Können Sie das an einem Beispiel verdeutlichen?
Nehmen wir das Jobcenter für Langzeitarbeitslose, das die Stadt gemeinsam mit der Arbeitsagentur betreibt: Was dort den Menschen als Integrationshilfen angeboten wird, ist heute zielgenauer und passt besser auf die Bedürfnisse der Menschen. Auch die Jugendhilfe ist heute besser mit dem Jobcenter und der Bundesagentur für Arbeit vernetzt, um früher ansetzen zu können, dass Menschen nicht auf soziale Transferleistungen angewiesen sind. Wir praktizieren das in Hagen sogar schon länger als es die Sozialreformen der Agenda 2010 gibt. Wir hatten mit Gründung des Fachbereiches fünf kleine Sozial-Rathäuser in Hagen geschaffen, um vor Ort die Hilfen zu verzahnen. Die mussten wir durch die gesetzliche Neuregelung 2005 dann aber leider wieder abschaffen.
Apropos Agenda 2010: Sie sind privat SPD-Mitglied. Wie fanden und finden Sie Gerhard Schröders Reformpolitik?
Ich bin seit den 70-er Jahren SPD-Mitglied. Ich war damals ein klassischer Willy-Brandt-Wähler. Ich bin auch schon lange Gewerkschafter - in der früheren ÖTV, heute bei Verdi. Das hat sicherlich auch mit meinem generellen frühen Interesse für das Soziale zu tun, das sich in der Ausbildungszeit bei der Stadt und durch Jugendarbeit in der Gewerkschaft vertieft hat. Bei den Hartz-IV-Reformen habe ich allergrößtes Verständnis für die Ängste und den Frust der Betroffenen, die mit Hartz IV einen plötzlichen Abstieg verkraften müssen. Aber die Reformen sind einher gegangen mit einer neuen Art der Förderung und Integrationshilfe. Wenn sich der Einzelne darauf einlässt, erhält er eine bessere individuelle Förderung. Dass dieses System in der Praxis an Grenzen stößt, liegt vor allem an fehlenden Arbeitsplätzen und Ausbildungsplätzen, auch im öffentlich geförderten Bereich.
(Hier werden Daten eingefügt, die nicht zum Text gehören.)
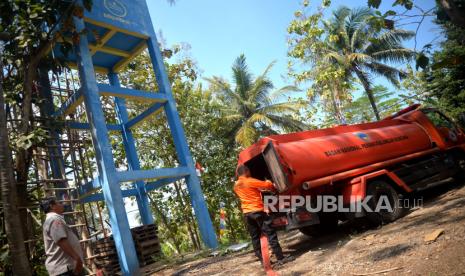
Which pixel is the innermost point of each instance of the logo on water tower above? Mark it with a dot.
(115, 7)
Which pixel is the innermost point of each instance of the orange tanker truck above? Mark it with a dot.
(411, 150)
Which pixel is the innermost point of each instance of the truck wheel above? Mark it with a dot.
(328, 224)
(377, 190)
(460, 175)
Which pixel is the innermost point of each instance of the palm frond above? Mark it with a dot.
(283, 91)
(387, 40)
(390, 73)
(241, 76)
(287, 123)
(260, 88)
(246, 135)
(395, 55)
(282, 108)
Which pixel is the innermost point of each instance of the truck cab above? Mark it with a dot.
(412, 150)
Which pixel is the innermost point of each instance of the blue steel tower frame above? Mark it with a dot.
(125, 30)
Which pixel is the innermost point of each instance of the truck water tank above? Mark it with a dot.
(305, 156)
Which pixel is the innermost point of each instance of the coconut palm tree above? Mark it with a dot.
(252, 108)
(364, 50)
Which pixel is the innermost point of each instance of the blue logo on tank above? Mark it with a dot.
(362, 136)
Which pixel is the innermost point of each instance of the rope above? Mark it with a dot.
(266, 256)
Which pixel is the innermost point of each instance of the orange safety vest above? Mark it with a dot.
(248, 189)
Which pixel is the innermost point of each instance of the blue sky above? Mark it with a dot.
(218, 31)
Sie haben dies als Fachbereichsleiter alles umsetzen müssen…
Ja, und manche gesetzliche Regelung hätten wir uns in der Praxis auch anders gewünscht. Mit den Jugendamtsleitern der Großstädte in Deutschland habe ich oft gefordert: Statt eines höheren Kindergeldes und eines Betreuungsgeldes benötigen wir finanzielle Hilfen für präventive Arbeit. Wir brauchen das Geld für die Verbesserung der Infrastruktur und Beratungsangebote vor Ort. Da gibt es so viele Aufgaben.
Weil es heute mehr „Klienten” des Sozial-Fachbereichs gibt als in Ihrer Anfangszeit zu Beginn der 70-er Jahre?
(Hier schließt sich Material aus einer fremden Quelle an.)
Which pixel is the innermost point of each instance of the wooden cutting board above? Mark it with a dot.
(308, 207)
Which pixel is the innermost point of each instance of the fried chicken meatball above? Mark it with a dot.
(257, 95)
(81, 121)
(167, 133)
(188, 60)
Ja, wir sind aber auch aufmerksamer geworden, daher ist die Zahl derer gestiegen, die wir als ressourcenarm bezeichnen. Das heißt oft, nicht nur arm an materiellen Mitteln, sondern auch an Bildung und Möglichkeiten der Teilhabe. Diese Verknüpfung wird verstärkt, wenn auch noch der Verlust der Arbeit eingetreten ist. Dann ist es insbesondere für Familien mit Kindern schwerer, aus dieser Lebenslage herauszukommen.
Hagen hat heute mit 38 Prozent an der Gesamtbevölkerung eine viel höhere Migrantenquote als zu Beginn Ihrer beruflichen Tätigkeit. Wie bewerten Sie dies: Großes Risiko für Hagen oder auch eine Chance?
Ganz eindeutig: Eine Chance, davon bin ich überzeugt. Diese Vielfalt beinhaltet Stärken. Wir müssen den Mehrwert der multiethnischen Stadtquartiere entdecken – und es gibt in Hagen viele Beispiele vorbildlicher Integration, die sicherlich noch mehr in den Fokus der Öffentlichkeit geschoben werden müssten. Wir haben in Hagen viel getan: Etwa im Grundschulkinder-Bereich mit Patenschaftsmodellen, mit stadtweiten Angeboten der Sprachförderung schon in Kitas, einer sehr guten Kooperation mit den Migrantenorganisationen und vor allem mit der Aufstellung eines Integrationskonzeptes im letzten Jahr.
Also schon alles in Ordnung?
Natürlich bin ich auch Realist: Es gibt noch viel zu tun. Wir haben unter den Migranten eine noch viel zu geringe Quote bei der Teilhabe an gesellschaftlichen Prozessen und bei den Bildungsabschlüssen. Da müssen wir die Entwicklung voran treiben, insbesondere im frühkindlichen Bereich – denn da werden die Fundamente, etwa beim Spracherwerb, gelegt. Und wir müssen am Ende der Schulzeit das so genannte Übergangsmanagement noch weiter verstärken, damit niemand nach der Schule auf der Straße sitzt. „Kein Abschluss ohne Anschluss” ist ein solches Programm.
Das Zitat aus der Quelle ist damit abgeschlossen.